One can only wonder what the stage play was like without these points of reference and how the curse was manifest, give how interwoven with the central plot Liza’s fear of the curse is. Conversely, Mészáros and co-writer Bálint Hegedűs maybe felt the original play lacked a cogent reason for Liza’s poor love life and found it in Japanese folklore, using it as a launching point for a decidedly dark comedy which also doubles as a conventional romantic tale.

Except Mészáros taking his presentation cues from the likes of esoteric French directors Quentin Dupieux and Jean-Pierre Jeunet means Liza The Fox-Fairy isn’t so conventional as a whole. It wears its absurdist influences on its sleeves but mostly knows when to rein them in to keep things just grounded enough for audiences to find their level of recognition in Liza’s story. Mostly.

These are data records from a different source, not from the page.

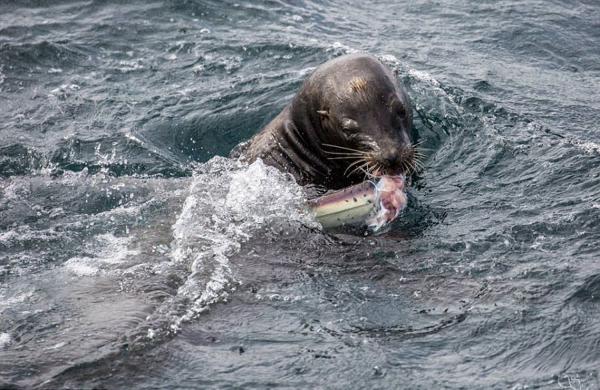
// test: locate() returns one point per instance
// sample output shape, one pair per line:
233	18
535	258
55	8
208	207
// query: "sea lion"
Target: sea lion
350	120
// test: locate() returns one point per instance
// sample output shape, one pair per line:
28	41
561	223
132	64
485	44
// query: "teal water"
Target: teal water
133	254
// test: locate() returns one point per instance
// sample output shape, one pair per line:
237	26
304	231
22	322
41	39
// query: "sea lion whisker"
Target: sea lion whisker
342	147
351	165
358	168
343	157
343	153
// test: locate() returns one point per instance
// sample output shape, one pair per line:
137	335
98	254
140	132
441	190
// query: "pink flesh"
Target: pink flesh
392	200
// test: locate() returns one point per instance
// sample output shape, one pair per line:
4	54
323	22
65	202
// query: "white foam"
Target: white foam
109	249
588	147
227	202
5	340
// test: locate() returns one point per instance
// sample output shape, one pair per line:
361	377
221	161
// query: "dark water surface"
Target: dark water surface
132	257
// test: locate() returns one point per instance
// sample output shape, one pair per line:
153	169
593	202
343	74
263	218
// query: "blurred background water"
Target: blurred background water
133	256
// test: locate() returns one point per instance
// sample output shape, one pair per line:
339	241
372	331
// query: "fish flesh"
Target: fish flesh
371	203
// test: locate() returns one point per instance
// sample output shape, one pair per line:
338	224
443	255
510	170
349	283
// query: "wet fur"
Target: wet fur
311	140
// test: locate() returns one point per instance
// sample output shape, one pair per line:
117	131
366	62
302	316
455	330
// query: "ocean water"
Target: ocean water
135	254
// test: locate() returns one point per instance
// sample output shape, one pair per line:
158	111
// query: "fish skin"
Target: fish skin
370	203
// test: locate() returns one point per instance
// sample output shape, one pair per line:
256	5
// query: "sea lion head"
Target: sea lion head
363	118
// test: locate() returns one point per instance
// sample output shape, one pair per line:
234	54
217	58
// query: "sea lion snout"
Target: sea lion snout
397	159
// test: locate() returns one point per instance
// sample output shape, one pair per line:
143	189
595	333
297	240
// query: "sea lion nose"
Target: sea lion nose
391	157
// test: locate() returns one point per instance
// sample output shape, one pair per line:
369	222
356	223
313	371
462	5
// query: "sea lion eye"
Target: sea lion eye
401	111
350	125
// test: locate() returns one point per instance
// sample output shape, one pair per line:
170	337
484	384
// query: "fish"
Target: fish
374	203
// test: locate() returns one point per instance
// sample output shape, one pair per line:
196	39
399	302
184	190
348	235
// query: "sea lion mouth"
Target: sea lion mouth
371	162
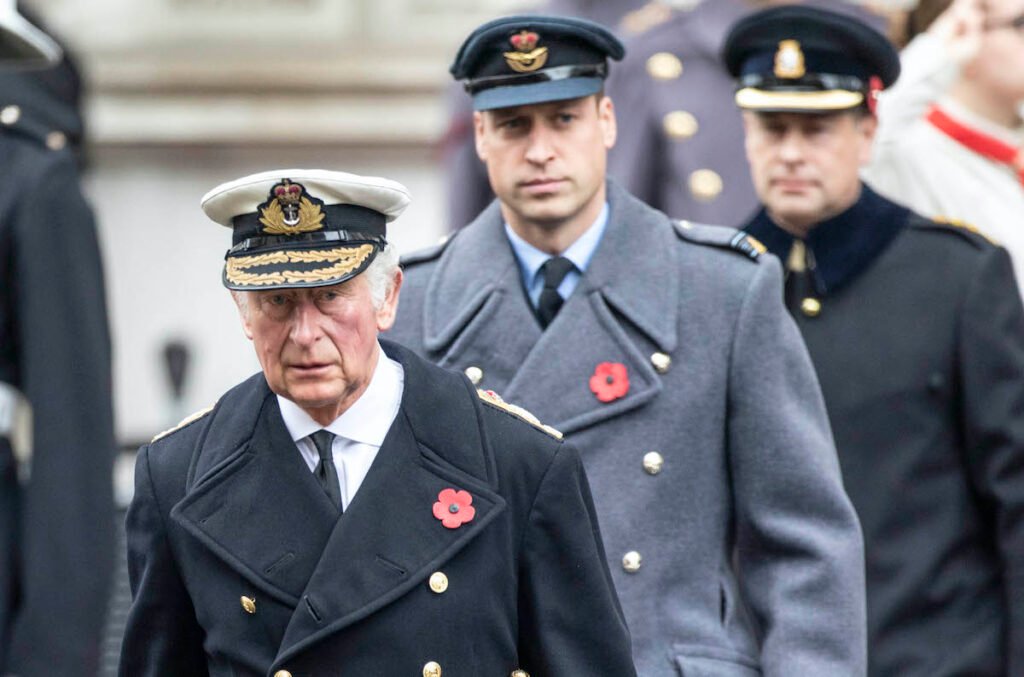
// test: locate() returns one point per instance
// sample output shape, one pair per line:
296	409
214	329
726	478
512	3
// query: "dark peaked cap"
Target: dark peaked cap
529	58
807	59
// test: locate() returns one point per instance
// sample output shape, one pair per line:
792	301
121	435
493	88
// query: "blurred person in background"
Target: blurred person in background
918	337
680	146
56	509
733	547
950	140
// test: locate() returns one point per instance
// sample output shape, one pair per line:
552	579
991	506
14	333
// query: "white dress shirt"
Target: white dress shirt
358	432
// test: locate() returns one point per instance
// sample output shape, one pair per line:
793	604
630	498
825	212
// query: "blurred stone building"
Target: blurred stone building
183	94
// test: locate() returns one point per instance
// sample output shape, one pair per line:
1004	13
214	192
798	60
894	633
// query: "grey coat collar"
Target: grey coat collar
479	263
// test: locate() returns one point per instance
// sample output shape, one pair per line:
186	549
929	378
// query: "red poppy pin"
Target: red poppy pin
610	381
454	508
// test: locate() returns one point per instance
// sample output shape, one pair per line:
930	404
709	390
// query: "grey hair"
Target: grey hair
381	272
380	276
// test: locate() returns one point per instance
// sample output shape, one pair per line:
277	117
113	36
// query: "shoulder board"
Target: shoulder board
720	236
493	398
428	253
192	418
969	231
19	123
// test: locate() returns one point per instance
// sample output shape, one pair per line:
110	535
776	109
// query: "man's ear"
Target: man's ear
388	309
242	303
481	147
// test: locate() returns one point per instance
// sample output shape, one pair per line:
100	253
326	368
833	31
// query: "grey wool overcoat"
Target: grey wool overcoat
734	549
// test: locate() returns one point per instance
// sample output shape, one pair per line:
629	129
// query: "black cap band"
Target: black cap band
547	75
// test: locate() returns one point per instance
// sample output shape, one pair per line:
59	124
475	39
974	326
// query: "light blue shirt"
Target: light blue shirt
580	252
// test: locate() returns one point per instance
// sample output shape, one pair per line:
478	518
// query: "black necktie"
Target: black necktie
554	269
326	472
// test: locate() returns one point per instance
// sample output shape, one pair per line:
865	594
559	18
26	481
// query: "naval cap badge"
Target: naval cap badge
527	56
290	210
790	61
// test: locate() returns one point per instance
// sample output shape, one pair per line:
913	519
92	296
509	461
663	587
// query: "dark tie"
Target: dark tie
554	269
326	472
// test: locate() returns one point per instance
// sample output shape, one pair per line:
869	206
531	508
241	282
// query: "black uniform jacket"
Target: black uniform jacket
920	349
56	525
225	508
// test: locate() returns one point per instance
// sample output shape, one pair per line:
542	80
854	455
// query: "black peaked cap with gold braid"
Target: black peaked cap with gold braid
806	59
302	227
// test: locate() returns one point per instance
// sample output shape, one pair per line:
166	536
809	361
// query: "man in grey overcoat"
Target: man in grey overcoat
664	351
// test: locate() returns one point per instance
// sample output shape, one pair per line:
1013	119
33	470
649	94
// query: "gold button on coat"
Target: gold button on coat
652	463
665	66
706	184
811	307
438	582
10	115
680	125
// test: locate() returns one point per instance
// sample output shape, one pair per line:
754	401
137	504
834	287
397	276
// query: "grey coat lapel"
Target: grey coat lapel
388	540
475	311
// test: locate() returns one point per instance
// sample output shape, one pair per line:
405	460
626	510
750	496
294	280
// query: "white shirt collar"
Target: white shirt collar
967	117
370	417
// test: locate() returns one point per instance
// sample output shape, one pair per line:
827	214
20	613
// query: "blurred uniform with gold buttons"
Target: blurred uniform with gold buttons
916	331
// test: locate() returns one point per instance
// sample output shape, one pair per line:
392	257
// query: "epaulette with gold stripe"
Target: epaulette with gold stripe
493	398
964	225
192	418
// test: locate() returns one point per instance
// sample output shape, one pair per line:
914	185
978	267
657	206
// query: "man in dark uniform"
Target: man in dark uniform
918	335
732	543
56	437
354	510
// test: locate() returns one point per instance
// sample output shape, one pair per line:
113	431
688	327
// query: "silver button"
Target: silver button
56	140
662	363
10	115
652	463
474	374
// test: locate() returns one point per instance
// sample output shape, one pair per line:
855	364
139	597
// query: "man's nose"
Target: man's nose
541	149
792	146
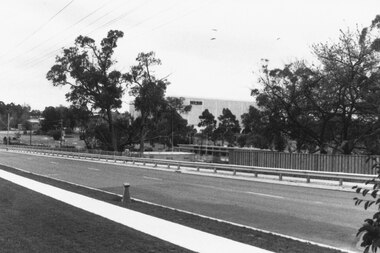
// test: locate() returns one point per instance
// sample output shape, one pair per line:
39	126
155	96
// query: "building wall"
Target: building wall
215	106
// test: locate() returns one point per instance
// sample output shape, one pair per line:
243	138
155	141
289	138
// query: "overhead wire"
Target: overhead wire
123	15
44	24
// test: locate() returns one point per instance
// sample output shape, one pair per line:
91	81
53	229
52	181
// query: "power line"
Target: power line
44	24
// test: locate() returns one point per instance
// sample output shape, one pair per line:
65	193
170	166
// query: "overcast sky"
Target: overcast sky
210	49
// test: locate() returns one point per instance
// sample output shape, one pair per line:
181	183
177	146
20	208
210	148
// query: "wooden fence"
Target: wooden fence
317	162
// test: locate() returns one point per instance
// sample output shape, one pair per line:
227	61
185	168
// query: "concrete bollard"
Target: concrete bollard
126	196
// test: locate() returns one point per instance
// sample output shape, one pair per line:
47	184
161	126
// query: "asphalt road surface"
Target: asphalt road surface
318	215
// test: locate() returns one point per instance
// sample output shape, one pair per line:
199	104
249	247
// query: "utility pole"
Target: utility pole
8	131
172	133
61	130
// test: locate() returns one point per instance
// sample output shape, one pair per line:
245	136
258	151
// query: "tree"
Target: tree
262	129
149	92
170	128
331	105
228	126
208	122
86	69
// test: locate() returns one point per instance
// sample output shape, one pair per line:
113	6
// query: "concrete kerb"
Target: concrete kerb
192	213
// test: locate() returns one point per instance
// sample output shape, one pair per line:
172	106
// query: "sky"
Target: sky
208	48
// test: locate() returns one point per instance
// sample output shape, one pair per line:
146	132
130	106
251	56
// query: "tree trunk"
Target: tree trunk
111	129
142	133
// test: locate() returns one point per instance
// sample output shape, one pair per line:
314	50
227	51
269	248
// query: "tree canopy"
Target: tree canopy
333	104
87	69
149	92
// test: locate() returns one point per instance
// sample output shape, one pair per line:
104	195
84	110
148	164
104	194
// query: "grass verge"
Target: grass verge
32	222
245	235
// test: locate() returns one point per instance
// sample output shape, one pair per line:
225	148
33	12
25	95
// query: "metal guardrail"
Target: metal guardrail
215	167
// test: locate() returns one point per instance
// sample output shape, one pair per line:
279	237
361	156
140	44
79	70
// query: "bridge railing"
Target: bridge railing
213	167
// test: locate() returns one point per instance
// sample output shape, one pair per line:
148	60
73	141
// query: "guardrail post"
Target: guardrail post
126	196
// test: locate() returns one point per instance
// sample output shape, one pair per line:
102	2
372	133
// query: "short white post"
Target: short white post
126	196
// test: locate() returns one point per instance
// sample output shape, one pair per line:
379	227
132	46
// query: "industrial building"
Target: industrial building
214	106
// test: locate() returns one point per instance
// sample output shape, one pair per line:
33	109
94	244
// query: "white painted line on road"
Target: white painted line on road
265	195
93	169
153	178
237	191
183	236
197	214
52	175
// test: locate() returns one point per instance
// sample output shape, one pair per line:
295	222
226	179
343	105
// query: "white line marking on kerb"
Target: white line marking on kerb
153	178
93	169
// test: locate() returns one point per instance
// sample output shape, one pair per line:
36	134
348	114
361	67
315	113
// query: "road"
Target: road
318	215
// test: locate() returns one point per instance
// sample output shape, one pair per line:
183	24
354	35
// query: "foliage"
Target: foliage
149	92
262	129
335	104
86	69
18	114
96	133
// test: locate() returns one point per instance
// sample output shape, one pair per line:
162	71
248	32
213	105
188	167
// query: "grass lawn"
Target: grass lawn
241	234
31	222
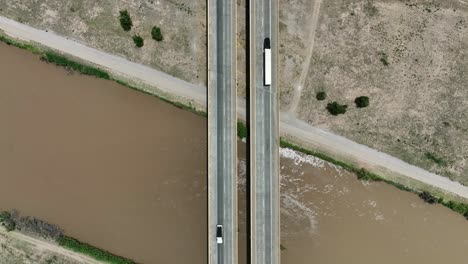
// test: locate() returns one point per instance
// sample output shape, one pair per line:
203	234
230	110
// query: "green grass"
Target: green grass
21	45
60	60
96	253
182	106
435	159
363	174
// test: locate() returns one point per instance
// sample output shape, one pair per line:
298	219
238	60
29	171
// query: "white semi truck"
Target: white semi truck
266	62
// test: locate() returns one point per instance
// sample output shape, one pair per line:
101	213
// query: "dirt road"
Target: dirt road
19	248
320	140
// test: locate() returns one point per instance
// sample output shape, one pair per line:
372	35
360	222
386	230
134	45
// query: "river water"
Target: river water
127	172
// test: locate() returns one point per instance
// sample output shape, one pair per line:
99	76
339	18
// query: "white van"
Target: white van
219	234
266	62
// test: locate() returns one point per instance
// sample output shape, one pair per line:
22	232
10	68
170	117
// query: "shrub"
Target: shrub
60	60
336	108
384	58
98	254
363	174
435	159
7	221
428	198
370	9
321	96
362	101
156	34
125	20
139	42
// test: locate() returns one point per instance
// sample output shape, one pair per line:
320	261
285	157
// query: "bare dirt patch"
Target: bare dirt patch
411	59
96	23
17	248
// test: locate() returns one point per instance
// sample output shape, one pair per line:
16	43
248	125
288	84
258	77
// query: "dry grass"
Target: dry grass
411	59
181	53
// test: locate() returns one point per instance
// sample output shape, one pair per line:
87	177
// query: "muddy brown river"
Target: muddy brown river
127	172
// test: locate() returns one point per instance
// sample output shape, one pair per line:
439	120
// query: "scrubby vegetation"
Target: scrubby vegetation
427	197
336	109
435	159
384	58
62	61
364	175
370	9
361	101
125	20
29	225
98	254
156	34
7	221
139	42
321	96
19	44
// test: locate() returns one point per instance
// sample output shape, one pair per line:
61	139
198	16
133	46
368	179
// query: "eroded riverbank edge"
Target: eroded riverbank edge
379	173
175	90
41	51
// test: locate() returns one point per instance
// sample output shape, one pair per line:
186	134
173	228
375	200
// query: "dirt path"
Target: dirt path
21	245
298	91
320	140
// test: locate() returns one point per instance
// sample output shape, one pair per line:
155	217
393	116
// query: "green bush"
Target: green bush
156	34
7	221
98	254
125	20
363	174
60	60
336	108
362	101
435	159
384	58
139	42
321	96
428	198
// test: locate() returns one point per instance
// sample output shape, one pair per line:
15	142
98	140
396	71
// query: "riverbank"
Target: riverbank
193	98
20	248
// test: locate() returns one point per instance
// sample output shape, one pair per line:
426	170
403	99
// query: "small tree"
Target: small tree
428	198
139	42
336	108
156	34
321	96
362	101
125	20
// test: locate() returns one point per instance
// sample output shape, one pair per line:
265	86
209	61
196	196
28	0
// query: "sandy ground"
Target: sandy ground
419	100
18	248
96	23
418	109
297	130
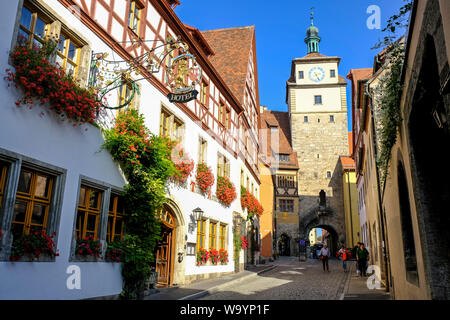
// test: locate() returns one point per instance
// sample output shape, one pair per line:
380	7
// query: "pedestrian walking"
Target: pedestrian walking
344	253
362	255
324	256
354	253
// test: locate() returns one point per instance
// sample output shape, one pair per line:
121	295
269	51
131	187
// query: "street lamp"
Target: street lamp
198	214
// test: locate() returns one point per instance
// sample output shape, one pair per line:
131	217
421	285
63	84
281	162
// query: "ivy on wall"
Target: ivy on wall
146	162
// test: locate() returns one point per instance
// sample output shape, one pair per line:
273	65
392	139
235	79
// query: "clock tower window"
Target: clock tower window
317	99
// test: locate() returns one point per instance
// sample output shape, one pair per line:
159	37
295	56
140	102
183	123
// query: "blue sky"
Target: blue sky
281	29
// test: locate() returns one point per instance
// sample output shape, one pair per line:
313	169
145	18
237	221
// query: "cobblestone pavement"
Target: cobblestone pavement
291	280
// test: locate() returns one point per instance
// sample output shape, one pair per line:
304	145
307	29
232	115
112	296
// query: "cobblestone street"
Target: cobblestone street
291	280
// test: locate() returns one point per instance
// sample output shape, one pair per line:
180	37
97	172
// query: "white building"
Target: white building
220	128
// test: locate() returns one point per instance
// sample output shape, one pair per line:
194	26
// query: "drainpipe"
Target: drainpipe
350	204
386	265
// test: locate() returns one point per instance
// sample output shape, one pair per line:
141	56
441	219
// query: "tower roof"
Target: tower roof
312	39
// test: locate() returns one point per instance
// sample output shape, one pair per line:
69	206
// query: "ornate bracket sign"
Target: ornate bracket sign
182	73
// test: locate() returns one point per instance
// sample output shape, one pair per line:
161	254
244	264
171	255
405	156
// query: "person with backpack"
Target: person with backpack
362	255
344	253
324	255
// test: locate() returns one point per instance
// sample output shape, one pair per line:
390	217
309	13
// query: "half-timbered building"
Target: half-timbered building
219	128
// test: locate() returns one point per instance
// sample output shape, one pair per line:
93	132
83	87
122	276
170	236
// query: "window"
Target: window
3	171
286	205
89	208
170	126
227	123
202	152
125	94
222	236
212	235
283	157
317	99
204	88
286	181
201	225
32	204
33	28
223	166
115	230
68	55
134	18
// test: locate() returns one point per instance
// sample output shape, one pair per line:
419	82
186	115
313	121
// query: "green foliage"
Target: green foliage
146	162
389	115
390	90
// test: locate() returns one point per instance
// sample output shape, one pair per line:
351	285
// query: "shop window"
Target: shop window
32	204
223	166
89	211
116	227
68	55
204	92
33	28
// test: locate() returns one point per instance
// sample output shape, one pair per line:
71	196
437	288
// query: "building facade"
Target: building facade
317	106
416	195
276	149
219	128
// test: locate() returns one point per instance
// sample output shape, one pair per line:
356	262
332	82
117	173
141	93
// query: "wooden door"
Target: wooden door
165	249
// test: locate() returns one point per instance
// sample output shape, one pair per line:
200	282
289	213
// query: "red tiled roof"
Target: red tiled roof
281	121
232	52
350	142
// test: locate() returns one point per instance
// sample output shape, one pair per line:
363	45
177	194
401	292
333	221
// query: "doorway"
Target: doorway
165	249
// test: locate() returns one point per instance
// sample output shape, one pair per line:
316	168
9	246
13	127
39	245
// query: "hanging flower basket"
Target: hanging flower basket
183	163
41	81
226	192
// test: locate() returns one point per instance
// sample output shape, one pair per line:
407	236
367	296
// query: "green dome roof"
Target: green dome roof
312	31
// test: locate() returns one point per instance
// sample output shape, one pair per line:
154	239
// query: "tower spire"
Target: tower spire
312	36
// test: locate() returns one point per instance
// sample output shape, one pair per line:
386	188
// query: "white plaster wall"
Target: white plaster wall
49	140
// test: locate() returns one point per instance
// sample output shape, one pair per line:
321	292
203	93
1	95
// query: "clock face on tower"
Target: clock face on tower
317	74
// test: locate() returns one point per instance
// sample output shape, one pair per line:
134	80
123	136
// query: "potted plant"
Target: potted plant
32	246
225	192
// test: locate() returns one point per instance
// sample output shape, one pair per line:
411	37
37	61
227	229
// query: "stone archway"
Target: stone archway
327	221
178	248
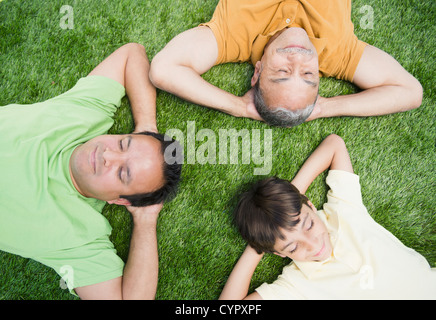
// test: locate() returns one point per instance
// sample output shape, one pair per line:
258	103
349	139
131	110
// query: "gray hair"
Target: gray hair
280	117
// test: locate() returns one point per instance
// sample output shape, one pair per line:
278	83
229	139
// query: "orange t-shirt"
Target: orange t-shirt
242	28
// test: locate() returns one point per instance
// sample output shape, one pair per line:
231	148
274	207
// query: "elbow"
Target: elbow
157	72
415	92
417	95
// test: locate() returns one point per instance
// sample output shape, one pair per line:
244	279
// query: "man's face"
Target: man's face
289	70
309	240
108	166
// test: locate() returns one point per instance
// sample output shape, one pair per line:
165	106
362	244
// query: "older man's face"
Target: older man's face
289	71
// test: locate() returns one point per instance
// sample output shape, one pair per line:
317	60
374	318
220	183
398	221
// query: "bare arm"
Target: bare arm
139	280
237	284
179	66
331	153
387	88
129	66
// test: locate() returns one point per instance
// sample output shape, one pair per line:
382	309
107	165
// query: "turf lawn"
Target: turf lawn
198	245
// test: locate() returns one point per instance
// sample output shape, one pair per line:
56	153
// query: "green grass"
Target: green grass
198	245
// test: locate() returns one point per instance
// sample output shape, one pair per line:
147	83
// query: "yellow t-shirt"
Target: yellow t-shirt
242	28
368	262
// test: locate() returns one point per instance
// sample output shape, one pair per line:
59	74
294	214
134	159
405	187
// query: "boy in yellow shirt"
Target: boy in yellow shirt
338	252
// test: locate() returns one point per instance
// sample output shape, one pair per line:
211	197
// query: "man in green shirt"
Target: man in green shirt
58	168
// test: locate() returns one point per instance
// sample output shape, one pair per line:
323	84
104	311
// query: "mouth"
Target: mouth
295	46
92	160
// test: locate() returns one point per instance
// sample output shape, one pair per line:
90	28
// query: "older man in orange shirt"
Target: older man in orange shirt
290	44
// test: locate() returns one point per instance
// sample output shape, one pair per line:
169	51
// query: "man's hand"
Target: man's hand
145	214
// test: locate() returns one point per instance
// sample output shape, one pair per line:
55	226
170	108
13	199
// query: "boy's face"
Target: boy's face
308	240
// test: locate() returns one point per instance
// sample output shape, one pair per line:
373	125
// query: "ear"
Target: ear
279	254
312	206
120	202
257	69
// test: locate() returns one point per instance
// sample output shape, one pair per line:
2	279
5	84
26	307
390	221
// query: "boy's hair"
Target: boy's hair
171	175
271	204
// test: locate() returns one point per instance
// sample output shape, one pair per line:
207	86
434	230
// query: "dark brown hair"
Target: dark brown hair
271	204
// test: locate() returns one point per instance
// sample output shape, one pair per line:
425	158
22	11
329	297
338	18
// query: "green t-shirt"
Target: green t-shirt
42	215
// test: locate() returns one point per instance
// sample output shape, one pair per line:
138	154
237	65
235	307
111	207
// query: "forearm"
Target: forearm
140	90
140	276
187	84
331	153
238	282
371	102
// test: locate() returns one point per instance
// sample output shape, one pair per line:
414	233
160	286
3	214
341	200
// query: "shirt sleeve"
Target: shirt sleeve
85	265
97	92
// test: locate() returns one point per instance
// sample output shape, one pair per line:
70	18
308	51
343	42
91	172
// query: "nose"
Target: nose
111	157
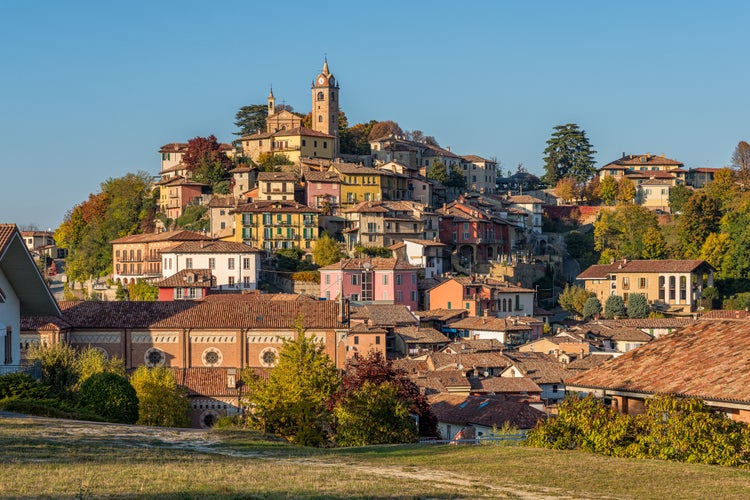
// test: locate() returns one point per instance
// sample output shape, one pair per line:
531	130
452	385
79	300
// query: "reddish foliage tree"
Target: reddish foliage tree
376	369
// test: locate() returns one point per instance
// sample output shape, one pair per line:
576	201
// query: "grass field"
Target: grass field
54	458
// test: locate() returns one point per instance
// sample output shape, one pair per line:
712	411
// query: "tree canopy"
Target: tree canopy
568	154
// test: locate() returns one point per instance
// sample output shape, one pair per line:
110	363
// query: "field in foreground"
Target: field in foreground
53	458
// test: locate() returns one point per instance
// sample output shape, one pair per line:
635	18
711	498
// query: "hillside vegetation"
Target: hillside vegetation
45	457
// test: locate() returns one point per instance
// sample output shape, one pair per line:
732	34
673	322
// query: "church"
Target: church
285	133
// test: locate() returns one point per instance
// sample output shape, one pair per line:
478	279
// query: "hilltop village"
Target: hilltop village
496	291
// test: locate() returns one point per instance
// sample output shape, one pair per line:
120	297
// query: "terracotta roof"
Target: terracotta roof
709	360
601	271
539	367
315	176
274	206
500	385
726	314
483	410
276	176
441	314
201	314
490	324
384	315
212	247
178	235
189	278
421	335
375	263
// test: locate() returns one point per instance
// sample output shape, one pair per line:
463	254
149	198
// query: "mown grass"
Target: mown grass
52	458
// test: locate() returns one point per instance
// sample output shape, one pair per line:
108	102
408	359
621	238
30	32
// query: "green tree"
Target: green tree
614	307
251	119
293	403
568	154
142	290
638	306
591	308
608	189
700	217
374	415
110	396
160	400
654	244
573	298
678	196
438	172
326	250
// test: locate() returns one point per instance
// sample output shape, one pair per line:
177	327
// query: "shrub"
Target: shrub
110	396
22	385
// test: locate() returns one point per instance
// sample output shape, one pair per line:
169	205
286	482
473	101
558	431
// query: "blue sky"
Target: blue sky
91	90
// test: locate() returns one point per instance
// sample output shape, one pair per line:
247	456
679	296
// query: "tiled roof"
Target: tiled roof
188	278
483	410
6	234
375	263
501	385
384	315
177	235
539	367
421	335
276	176
201	314
489	324
212	247
274	206
600	271
709	360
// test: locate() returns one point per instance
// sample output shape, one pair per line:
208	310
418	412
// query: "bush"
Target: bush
110	396
22	385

Beginning with Liza at the police station, her back to us, wet, sobbing and hands covered in blood, being interrogated by a Police Colonel (Gábor Reviczky), who can never finish a proverb or aphorism, the scene is set for a litany of murders to be committed and Liza the prime suspect. We flashback to some months prior to meet Liza and explain her back story, introducing us to a meek, putdown plain Jane trapped in the fantasy of her own mind.

Liza is pushed further on the back foot when Márta’s greedy family strip the flat bare in protest of its being bequeathed to Liza, her expulsion saved by Márta’s dashing lothario nephew Henrik (Zoltán Schmied), whose charms Liza isn’t immune to even as he ignores her to seduce her neighbour. However, Liza tries another tact, by cooking a bespoke meal to attract her landlady’s son, which almost works, had he not choked on a fish bone and her emergency tracheotomy wasn’t deemed murder.

From here it is a sort of comedy of errors as Liza tries to meet men, and one by one they end up dying in an unusual but not entirely improbable fashion, adding further to police suspicions of her. Some of the men, like the weirdo who hides in cupboards, deserve it, other don’t, but what we do know is Tomy is behind them all but why? He is a figment of Liza’s imagination isn’t he?

Zoltan is the spanner in the works for Tomy and the solution to Liza’s problems, having moved in to the flat as he is fresh from the provinces, but his personal habits are best described as undesirable. When Liza researches the Fox Fairy curse a little more, she discovers a possible way to break it, and it is staring her in the face, but her own naivety means she believes it is found elsewhere.

Citing Dupieux and Jeunet as comparisons is justified rather quickly – Dupieux for the zany premise and the deadpan dark humour, Jeunet for the subtle use of visual FX throughout, eventually reaching an crescendo that quietly crept up on us. But we cannot accuse Mészáros of stealing from them; he deftly combines the two styles with his own vision to make something personably charming and offbeat, with a cheeky touch.

Mónika Balsai is one of those actresses you can tell directors love – they give themselves over to the role, inhabit the skin of the character, and leave it all on the screen. Balsai takes Liza on a journey from dowdy to dream girl but keeps her pure and relatable all the way. Szabolcs Bede-Fazekas portrays Zoltan as Mr. Bean’s Hungarian cousin but with less personality, making for a great comic foil.

Liza The Fox-Fairy is a fairy tale for those with a taste for the quirky and left field with its tongue in its cheek subversion of the norm.